RDFLib / pySHACL

A Python validator for SHACL
Apache License 2.0
245 stars 63 forks source link

pySHACL cannot read resources from chunked HTTPResponses #166

Closed volkerjaenisch closed 1 year ago

volkerjaenisch commented 1 year ago

Dear PySHACL Developers!

PySHACL fails to open a http resource if it is chunked. I propose a quickfix and additional info below the stacktrace.

Code to reproduce:

from pyshacl.rdfutil import load_from_source

load_from_source('http://publications.europa.eu/resource/dataset/planned-availability')

Stacktrace:

Traceback (most recent call last):
  File "/usr/lib/python3.9/xml/sax/expatreader.py", line 217, in feed
    self._parser.Parse(data, isFinal)
xml.parsers.expat.ExpatError: syntax error: line 1, column 0

During handling of the above exception, another exception occurred:

Traceback (most recent call last):
  File "/home/volker/workspace/PYTHON2/shacl/sandbox/error2.py", line 3, in <module>
    load_from_source('http://publications.europa.eu/resource/dataset/planned-availability')
  File "/home/volker/workspace/venvs/shacl-WIAd6my0-py3.9/lib/python3.9/site-packages/pyshacl/rdfutil/load.py", line 352, in load_from_source
    target_g.parse(source=cast(IO[bytes], _source), format=rdf_format, publicID=public_id)
  File "/home/volker/workspace/venvs/shacl-WIAd6my0-py3.9/lib/python3.9/site-packages/rdflib/graph.py", line 1330, in parse
    parser.parse(source, self, **args)
  File "/home/volker/workspace/venvs/shacl-WIAd6my0-py3.9/lib/python3.9/site-packages/rdflib/plugins/parsers/rdfxml.py", line 604, in parse
    self._parser.parse(source)
  File "/usr/lib/python3.9/xml/sax/expatreader.py", line 111, in parse
    xmlreader.IncrementalParser.parse(self, source)
  File "/usr/lib/python3.9/xml/sax/xmlreader.py", line 125, in parse
    self.feed(buffer)
  File "/usr/lib/python3.9/xml/sax/expatreader.py", line 221, in feed
    self._err_handler.fatalError(exc)
  File "/usr/lib/python3.9/xml/sax/handler.py", line 38, in fatalError
    raise exception
xml.sax._exceptions.SAXParseException: <unknown>:1:0: syntax error

Process finished with exit code 1

The case of the problem is in load.py : 161

                filename = resp.geturl()
                fp = resp.fp  # type: BufferedIOBase
                source_was_open = False
                source = open_source = fp

Here the filepointer resp.fp of the response is used as source for the parser. This goes well as long as the response is not chunked.
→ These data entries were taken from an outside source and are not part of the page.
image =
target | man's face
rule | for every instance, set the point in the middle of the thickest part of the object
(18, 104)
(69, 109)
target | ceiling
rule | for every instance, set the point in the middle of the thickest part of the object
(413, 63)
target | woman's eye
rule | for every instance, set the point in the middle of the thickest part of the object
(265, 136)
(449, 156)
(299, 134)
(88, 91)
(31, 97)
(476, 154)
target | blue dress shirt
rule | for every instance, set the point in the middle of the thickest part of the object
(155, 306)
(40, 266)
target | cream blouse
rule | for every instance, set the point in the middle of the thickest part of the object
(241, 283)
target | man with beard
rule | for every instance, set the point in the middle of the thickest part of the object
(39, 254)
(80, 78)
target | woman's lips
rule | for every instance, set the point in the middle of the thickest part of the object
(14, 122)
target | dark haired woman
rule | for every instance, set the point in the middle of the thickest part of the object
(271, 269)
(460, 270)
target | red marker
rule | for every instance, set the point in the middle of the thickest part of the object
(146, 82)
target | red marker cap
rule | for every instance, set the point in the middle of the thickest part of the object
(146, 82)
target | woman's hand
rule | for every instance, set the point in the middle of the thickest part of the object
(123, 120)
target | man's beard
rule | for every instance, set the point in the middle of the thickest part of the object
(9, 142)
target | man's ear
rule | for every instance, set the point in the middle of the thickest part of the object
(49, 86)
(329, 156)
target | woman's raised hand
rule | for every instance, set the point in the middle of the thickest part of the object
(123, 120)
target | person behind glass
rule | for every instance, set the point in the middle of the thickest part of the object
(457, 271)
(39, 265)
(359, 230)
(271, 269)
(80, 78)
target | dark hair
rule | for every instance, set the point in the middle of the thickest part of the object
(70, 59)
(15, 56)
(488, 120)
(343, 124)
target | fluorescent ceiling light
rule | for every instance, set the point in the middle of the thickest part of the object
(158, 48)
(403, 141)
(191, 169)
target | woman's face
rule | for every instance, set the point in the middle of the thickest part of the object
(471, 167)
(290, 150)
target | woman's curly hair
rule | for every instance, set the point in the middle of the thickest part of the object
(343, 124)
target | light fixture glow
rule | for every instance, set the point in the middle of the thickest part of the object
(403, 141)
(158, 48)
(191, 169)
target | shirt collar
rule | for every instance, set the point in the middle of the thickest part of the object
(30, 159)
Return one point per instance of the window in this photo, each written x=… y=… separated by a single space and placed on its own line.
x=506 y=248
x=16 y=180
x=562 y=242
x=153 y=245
If the response is chunked there is a difference between

resp.read(20) b'<rdf:RDF\n xmlns:r'

and

resp.fp.read(20) b'3ae7\r\n<rdf:RDF\n x'

This is due to the fact that fp is the low level filepointer, which has to be used differently with chunking. b'3ae7\r \n' is position of the next chunk.

Patching load.py : 161 to

fp = resp solves the problem for this case.

But this code is complex and maybe some other use cases do need the use of the filepointer.

Cheers,

Volker

ashleysommer commented 1 year ago

Thank you. This is indeed a bug, I never tested this code with chunked HTTP responses. I will incorporate this fix into the next version of PySHACL.

ashleysommer commented 1 year ago

Hi @volkerjaenisch The latest v0.21.0 release of PySHACL is finally released, that contains a fix for this issue. Sorry for such a long delay on this fix.